XIAO ESP32-S3 Sense — Real-Time Audio Spectrum Analyzer

A self-contained audio analysis instrument running entirely on a Seeed XIAO ESP32-S3 Sense. The on-board PDM MEMS microphone is sampled at 16 kHz, processed by a 1024-point real FFT on-chip, and streamed live over Wi-Fi to a browser dashboard rendering a waveform, an FFT spectrum, and a scrolling spectrogram (waterfall) at ~20 frames/second.

   PDM mic ─► I2S/DMA ─► Hann window ─► radix-2 FFT ─► dB magnitudes
                                                      │
                                       binary frame ──┴─► WebSocket ─► browser

Status: firmware compiles and flashes on ESP-IDF 5.1+. After flashing, point a browser at the device's IP address (printed on the serial console) and open the dashboard.

What it does, in plain language

Plug the XIAO into USB, configure your Wi-Fi credentials once, and open http://<device-ip>/ from any device on the same network. You'll see:

Waveform — the live time-domain audio trace.
Spectrum — a real-time FFT bar plot, dB FS scale, with the dominant frequency annotated in Hz.
Spectrogram — a scrolling time × frequency heatmap that lets you see speech formants, music, whistles, and environmental sounds as patterns over time.

Speak, clap, whistle, or play music — the dashboard reacts within tens of milliseconds.

Why it's interesting (engineering highlights)

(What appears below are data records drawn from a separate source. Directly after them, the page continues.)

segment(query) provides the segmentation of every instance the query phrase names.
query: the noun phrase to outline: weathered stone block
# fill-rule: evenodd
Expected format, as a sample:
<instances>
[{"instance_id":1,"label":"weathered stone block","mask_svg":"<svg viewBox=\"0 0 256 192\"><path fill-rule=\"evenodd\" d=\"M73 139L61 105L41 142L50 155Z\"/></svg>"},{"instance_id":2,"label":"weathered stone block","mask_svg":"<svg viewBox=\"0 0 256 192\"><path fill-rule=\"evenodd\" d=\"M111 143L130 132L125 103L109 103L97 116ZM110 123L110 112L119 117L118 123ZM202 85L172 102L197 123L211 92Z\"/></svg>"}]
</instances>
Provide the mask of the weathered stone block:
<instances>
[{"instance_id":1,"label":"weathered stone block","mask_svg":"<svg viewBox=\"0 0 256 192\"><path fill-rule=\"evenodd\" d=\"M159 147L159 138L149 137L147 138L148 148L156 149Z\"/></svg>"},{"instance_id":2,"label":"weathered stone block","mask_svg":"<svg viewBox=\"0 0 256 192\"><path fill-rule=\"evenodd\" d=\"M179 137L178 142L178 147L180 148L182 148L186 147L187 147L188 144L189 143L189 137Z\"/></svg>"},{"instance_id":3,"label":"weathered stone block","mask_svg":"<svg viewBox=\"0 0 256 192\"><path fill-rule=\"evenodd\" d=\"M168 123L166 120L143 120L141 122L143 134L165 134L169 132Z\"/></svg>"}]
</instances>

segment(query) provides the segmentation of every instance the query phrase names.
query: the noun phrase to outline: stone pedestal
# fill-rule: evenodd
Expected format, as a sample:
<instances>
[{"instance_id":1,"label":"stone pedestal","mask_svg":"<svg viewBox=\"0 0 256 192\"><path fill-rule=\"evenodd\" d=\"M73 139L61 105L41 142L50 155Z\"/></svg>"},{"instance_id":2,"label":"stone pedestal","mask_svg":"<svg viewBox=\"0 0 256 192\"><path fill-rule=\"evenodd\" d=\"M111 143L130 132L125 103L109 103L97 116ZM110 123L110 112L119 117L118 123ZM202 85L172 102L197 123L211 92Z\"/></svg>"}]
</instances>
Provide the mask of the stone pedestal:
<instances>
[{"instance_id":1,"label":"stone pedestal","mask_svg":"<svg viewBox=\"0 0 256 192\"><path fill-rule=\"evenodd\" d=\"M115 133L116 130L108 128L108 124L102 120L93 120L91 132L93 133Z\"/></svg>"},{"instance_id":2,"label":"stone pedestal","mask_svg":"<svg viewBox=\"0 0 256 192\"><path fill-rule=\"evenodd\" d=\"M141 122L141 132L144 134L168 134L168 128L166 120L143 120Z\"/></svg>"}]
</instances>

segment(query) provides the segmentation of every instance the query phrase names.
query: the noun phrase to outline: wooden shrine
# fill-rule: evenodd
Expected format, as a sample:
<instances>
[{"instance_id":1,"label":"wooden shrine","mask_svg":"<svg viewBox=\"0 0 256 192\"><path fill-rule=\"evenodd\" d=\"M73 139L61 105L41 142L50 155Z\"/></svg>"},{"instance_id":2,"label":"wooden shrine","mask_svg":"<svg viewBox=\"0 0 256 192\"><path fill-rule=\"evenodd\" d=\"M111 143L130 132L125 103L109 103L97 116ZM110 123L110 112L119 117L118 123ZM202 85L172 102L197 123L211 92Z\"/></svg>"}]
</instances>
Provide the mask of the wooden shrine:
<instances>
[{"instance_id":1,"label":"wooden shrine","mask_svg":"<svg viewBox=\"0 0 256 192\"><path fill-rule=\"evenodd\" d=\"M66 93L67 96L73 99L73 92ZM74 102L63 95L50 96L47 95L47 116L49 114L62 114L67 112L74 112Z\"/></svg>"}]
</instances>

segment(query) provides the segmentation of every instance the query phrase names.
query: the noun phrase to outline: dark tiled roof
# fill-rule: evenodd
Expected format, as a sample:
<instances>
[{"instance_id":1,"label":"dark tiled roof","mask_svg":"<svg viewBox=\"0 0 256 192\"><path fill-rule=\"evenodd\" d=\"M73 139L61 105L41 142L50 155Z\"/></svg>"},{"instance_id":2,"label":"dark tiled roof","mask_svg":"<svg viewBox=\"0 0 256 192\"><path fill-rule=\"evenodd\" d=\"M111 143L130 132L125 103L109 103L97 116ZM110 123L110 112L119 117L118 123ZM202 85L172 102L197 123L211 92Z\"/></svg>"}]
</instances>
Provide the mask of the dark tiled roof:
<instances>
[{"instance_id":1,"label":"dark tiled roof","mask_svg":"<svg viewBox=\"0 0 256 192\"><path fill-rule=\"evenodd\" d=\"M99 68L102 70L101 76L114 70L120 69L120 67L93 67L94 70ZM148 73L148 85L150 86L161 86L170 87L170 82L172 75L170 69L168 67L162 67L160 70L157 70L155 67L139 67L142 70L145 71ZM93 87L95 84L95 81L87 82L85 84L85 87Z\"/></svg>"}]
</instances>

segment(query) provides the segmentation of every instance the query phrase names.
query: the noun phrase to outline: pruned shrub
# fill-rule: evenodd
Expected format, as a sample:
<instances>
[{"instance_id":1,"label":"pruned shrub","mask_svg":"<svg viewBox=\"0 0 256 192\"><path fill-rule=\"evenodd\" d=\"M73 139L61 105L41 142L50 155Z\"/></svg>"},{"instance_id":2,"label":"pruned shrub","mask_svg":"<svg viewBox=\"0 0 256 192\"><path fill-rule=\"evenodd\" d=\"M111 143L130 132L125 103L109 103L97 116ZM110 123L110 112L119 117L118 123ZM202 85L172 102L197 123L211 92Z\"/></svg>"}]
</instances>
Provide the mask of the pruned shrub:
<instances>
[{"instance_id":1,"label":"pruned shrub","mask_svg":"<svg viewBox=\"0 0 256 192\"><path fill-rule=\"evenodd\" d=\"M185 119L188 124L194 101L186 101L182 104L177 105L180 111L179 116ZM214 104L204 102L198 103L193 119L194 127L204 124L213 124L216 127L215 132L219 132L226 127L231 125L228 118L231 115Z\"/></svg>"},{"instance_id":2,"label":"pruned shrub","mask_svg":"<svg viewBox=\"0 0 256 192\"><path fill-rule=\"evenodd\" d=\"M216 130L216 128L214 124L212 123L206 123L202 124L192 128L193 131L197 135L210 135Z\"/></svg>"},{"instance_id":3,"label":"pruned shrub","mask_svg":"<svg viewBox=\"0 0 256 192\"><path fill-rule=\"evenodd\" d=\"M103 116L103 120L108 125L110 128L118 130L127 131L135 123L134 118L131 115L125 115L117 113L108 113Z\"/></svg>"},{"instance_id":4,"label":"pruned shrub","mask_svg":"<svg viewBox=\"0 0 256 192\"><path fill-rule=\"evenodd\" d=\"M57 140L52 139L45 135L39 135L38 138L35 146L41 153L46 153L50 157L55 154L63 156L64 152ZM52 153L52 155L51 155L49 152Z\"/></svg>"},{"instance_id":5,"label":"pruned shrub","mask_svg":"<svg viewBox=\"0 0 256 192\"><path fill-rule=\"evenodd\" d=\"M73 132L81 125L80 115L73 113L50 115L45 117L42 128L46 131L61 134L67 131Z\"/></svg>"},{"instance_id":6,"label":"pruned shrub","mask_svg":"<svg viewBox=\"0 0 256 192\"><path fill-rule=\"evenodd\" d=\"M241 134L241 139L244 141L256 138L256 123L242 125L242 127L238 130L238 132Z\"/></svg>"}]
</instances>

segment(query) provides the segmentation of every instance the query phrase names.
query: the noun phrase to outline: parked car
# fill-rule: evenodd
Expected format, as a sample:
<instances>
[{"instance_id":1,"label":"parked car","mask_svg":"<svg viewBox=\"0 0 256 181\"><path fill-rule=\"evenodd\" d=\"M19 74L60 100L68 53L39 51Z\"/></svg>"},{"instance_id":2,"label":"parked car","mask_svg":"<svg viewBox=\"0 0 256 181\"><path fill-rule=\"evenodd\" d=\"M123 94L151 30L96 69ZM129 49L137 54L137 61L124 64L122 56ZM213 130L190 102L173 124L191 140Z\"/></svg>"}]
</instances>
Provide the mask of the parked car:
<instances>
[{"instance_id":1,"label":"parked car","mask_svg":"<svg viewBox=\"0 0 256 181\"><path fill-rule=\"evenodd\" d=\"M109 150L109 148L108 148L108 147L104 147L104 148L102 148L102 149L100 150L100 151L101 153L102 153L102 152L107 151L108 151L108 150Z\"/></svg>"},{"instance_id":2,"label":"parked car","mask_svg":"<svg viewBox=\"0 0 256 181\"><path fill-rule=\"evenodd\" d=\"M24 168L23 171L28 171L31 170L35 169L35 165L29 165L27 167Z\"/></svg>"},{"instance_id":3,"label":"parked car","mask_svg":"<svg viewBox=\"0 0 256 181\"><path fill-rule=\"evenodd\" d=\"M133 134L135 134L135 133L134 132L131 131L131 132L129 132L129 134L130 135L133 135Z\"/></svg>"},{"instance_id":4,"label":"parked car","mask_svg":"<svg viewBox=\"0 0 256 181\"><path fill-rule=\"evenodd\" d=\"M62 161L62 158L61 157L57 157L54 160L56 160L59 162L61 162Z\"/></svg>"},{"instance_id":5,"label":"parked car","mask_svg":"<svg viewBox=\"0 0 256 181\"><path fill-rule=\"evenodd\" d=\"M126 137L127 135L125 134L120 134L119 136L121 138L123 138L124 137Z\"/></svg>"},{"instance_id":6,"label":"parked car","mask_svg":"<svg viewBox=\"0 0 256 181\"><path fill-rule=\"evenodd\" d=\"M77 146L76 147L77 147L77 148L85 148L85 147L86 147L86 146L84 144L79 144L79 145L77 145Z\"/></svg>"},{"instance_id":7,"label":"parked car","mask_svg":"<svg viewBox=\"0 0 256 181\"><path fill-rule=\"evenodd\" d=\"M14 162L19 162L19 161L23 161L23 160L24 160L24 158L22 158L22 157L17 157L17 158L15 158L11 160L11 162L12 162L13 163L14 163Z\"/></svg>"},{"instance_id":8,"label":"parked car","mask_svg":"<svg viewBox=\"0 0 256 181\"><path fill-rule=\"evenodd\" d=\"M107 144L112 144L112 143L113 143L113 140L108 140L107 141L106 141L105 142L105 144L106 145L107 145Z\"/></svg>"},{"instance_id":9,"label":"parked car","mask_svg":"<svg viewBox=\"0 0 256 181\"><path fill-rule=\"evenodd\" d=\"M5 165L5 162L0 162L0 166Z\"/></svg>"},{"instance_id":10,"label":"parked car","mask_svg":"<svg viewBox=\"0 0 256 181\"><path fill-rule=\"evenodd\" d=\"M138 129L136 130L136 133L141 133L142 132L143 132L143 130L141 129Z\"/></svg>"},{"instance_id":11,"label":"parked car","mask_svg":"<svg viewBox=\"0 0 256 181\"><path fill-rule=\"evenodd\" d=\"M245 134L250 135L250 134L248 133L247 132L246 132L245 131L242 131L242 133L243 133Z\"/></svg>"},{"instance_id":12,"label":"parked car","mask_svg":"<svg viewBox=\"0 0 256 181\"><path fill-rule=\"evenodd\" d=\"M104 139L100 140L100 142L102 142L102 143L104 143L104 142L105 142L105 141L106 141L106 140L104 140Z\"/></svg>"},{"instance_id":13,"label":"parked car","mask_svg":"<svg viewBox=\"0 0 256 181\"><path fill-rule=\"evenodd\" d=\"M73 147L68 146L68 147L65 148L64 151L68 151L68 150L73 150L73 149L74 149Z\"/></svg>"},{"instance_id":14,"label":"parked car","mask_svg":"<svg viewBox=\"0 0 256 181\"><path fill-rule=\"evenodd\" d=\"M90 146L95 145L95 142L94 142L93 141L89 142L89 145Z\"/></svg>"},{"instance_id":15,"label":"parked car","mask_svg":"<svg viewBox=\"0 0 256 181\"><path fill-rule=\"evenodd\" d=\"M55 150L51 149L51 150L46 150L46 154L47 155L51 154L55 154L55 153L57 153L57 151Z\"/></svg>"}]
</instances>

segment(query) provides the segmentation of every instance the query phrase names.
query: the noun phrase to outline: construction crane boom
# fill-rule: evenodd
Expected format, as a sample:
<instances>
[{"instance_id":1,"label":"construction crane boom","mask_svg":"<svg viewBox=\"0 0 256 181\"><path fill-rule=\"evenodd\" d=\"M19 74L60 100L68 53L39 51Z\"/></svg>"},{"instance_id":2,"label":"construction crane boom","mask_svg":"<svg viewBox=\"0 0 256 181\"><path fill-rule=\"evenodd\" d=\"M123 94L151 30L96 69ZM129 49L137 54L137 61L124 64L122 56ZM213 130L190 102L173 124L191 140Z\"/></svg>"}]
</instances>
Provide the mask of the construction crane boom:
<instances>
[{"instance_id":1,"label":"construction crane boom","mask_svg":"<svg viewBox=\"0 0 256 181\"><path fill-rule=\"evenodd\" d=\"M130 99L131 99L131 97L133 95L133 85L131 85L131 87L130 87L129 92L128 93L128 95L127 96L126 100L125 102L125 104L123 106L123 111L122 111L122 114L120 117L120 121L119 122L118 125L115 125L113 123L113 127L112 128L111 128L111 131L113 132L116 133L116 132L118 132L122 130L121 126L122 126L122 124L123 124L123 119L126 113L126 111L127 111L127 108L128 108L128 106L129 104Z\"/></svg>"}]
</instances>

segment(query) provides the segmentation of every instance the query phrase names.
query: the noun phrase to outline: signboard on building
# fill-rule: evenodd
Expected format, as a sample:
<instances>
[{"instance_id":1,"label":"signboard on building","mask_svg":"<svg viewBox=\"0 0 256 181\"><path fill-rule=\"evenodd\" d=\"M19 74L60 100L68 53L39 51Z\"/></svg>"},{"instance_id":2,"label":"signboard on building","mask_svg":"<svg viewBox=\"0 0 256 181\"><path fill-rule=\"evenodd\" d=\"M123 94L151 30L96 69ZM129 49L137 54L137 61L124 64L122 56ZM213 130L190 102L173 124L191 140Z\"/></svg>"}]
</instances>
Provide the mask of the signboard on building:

Subsystem	What it demonstrates
Audio capture	ESP-IDF 5.x I²S PDM driver, DMA-backed continuous capture
DSP	Hann windowing, in-place radix-2 FFT (esp-dsp), dB FS conversion
Real-time core	FreeRTOS analysis task pinned to APP_CPU at priority 5
Memory	Internal-RAM scratch for FFT, PSRAM-friendly Wi-Fi/LWIP stacks
Networking	Wi-Fi STA, async event-driven HTTP server, binary WebSocket
On-wire protocol	Compact 24-byte header + int16 wave + int8 dB spec (~792 B/frame)
Frontend	Pure HTML/JS/Canvas, no build step, no external dependencies

This is the on-device DSP foundation — capture, window, FFT, transport. Putting an ML model on top (a sound-event classifier, an anomaly detector) is the obvious Edge-AI extension; it's listed under Future work but not implemented in this build.

Hardware

Board

Seeed Studio XIAO ESP32-S3 Sense (ESP32-S3, 8 MB flash, 8 MB Octal PSRAM, on-board OV2640 camera, on-board PDM digital MEMS microphone, microSD slot, USB-C, Wi-Fi/BT). Marketed as an Edge-AI development board.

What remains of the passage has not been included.